Gli operai non hanno patria. Non si può togliere loro quello che non hanno. Poiché la prima cosa che il proletario deve fare è di conquistarsi il dominio politico, di elevarsi a classe nazionale, di costituire se stesso in nazione, è anch'esso ancora nazionale, seppure non certo nel senso della borghesia.

Le separazioni e gli antagonismi nazionali dei popoli vanno scomparendo sempre più già con lo sviluppo della borghesia, con la libertà di commercio, col mercato mondiale, con l'uniformità della produzione industriale e delle corrispondenti condizioni d'esistenza.

Il dominio del proletariato li farà scomparire ancor di più. Una delle prime condizioni della sua emancipazione è l'azione unita, per lo meno dei paesi civili.

Lo sfruttamento di una nazione da parte di un'altra viene abolito nella stessa misura che viene abolito lo sfruttamento di un individuo da parte di un altro.

Con l'antagonismo delle classi all'interno delle nazioni scompare la posizione di reciproca ostilità fra le nazioni.

Non meritano d'essere discusse in particolare le accuse che si fanno al comunismo da punti di vista religiosi, filosofici e ideologici in genere.

C'è bisogno di una profonda comprensione per capire che anche le idee, le opinioni e i concetti, insomma, anche la coscienza degli uomini, cambia col cambiare delle loro condizioni di vita, delle loro relazioni sociali, della loro esistenza sociale?

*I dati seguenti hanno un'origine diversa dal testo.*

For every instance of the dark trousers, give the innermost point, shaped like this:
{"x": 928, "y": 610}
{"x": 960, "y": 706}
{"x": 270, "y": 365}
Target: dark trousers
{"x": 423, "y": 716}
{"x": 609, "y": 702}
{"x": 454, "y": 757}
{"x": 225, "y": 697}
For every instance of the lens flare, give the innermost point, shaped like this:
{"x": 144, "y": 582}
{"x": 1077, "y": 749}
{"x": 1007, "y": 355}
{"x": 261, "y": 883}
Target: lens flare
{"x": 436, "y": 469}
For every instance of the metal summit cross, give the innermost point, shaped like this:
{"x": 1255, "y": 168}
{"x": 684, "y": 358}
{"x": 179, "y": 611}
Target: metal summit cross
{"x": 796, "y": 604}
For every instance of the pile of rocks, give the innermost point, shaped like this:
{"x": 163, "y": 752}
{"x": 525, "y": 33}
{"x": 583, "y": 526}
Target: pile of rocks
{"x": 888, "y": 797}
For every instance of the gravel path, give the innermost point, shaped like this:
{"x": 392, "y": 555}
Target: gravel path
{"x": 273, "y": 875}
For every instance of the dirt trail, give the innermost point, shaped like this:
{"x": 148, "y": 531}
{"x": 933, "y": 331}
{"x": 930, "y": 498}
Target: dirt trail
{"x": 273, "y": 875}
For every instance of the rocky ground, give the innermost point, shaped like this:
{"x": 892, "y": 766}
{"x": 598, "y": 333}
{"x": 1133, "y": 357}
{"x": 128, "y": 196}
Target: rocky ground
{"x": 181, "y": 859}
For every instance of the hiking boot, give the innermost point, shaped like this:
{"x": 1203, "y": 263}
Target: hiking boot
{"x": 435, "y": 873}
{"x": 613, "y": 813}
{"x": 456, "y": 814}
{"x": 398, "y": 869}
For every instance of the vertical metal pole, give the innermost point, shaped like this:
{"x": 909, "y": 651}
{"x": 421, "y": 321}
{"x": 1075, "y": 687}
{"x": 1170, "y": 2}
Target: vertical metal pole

Cos'altro dimostra la storia delle idee, se non che la produzione intellettuale si trasforma assieme a quella materiale? Le idee dominanti di un'epoca sono sempre state soltanto le idee della classe dominante.

Si parla di idee che rivoluzionano un'intera società; con queste parole si esprime semplicemente il fatto che entro la vecchia società si sono formati gli elementi di una nuova, e che la dissoluzione delle vecchie idee procede di pari passo con la dissoluzione dei vecchi rapporti d'esistenza.

Quando il mondo antico fu al tramonto, le antiche religioni furono vinte dalla religione cristiana. Quando nel secolo XVIII le idee cristiane soggiacquero alle idee dell'illuminismo, la società feudale dovette combattere la sua ultima lotta con la borghesia allora rivoluzionaria. Le idee della libertà di coscienza e della libertà di religione furono soltanto l'espressione del dominio della libera concorrenza nel campo della coscienza.

Ma, si dirà, certo che nel corso dello svolgimento storico le idee religiose, morali, filosofiche, politiche, giuridiche si sono modificate. Però in questi cambiamenti la religione, la morale, al filosofia, la politica, il diritto si sono sempre conservati.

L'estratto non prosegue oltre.